ECG at admission showed atrial fibrillation with rapid ventricular response rate, low voltage at frontal leads.

Figure 2.

Figure 2

Panel A and B show the chest computed tomography (CT) at admission with a massive high density (48HU) pericardial effusion implying hemopericadium. Panel C and D show the chest CT 2 days after admission showed only minimal pericardial effusion after pigtail catheter drainage, unfortunately, newly developed massive left side pleural effusion was noted with passive atelectasis.

DISCUSSION

To the best of our knowledge, this is the first report of spontaneous hemopericardium after a use of edoxaban for AF stroke prevention. Although NOAC offers better safety profile than warfarin, spontaneous hemopericardium related to rivaroxaban,5 apixaban6 and dabigatran4 have been reported. Our report on edoxaban have completed the puzzle showing that spontaneous hemopericardium is universal to all oral anticoagulants. Spontaneous hemopericardium is a rare adverse event of NOAC which has not been reported in all major trials for AF prevention. Previously reported cases were either idiopathic or related to kidney dysfunction4 and/or drug interaction.5,6 The reported events were usually not fatal but urgent pericardiocentesis and anticoagulant reversal were essential for clinical stabilization. For our patient, the acute kidney injury and acute liver dysfunction may be a result of shock, as evident by rapid recovery after pericardiocentesis. Interaction between amiodarone and edoxaban through inhibition of P-glycoprotein/ABCB1 metabolism may increase the level of edoxaban in our case. However, in a subgroup analysis of the ENGAGE AF-TIMI 48 trial, concomitant use of amiodarone and low dose edoxaban was not associated with increased risk of major bleeding while the risk of stroke or systemic embolism was lower when compared with those randomized to warfarin or those without concomitant amiodarone use.7 Hemopericardium with cardiac tamponade require early recognition and immediate pericardiocentesis. Urgent correction of anticoagulation with four-factor prothrombin complex concentrates or fresh frozen plasma is recommended to control bleeding while Andexanet, the first antidote for factor Xa inhibitor has just been approved by the FDA, albeit the reversal of edoxaban was not covered in the indication.8 Cautious prescription with correct dosing for patients at high risk of bleeding and potential drug-drug interaction and careful monitoring of renal and liver function may be the necessary to provide protection and safety for patient taking NOACs.

LEARNING POINTS

1. Spontaneous hemopericardium is a rare but critical adverse event of NOACs.
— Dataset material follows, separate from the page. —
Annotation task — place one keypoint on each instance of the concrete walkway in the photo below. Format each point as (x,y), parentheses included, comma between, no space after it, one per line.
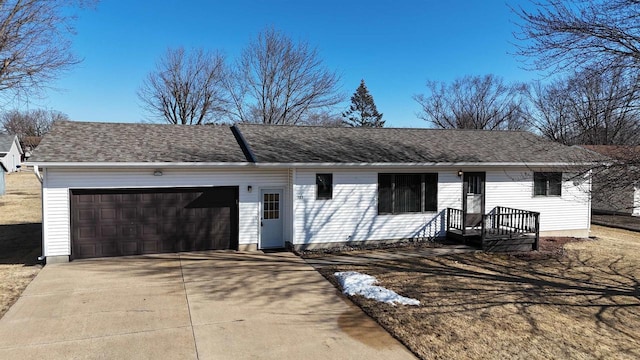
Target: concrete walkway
(212,305)
(399,254)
2. Drug overdose, kidney dysfunction, liver dysfunction, and drug interaction were associated with hemopericardium.

3. Immediate pericardiocentesis, urgent correction of anticoagulation with four-factor PCCs or fresh frozen plasma is recommended for the management of spontaneous hemopericardium.

DECLARATION OF CONFLICT OF INTEREST

All the authors declare no conflict of interest.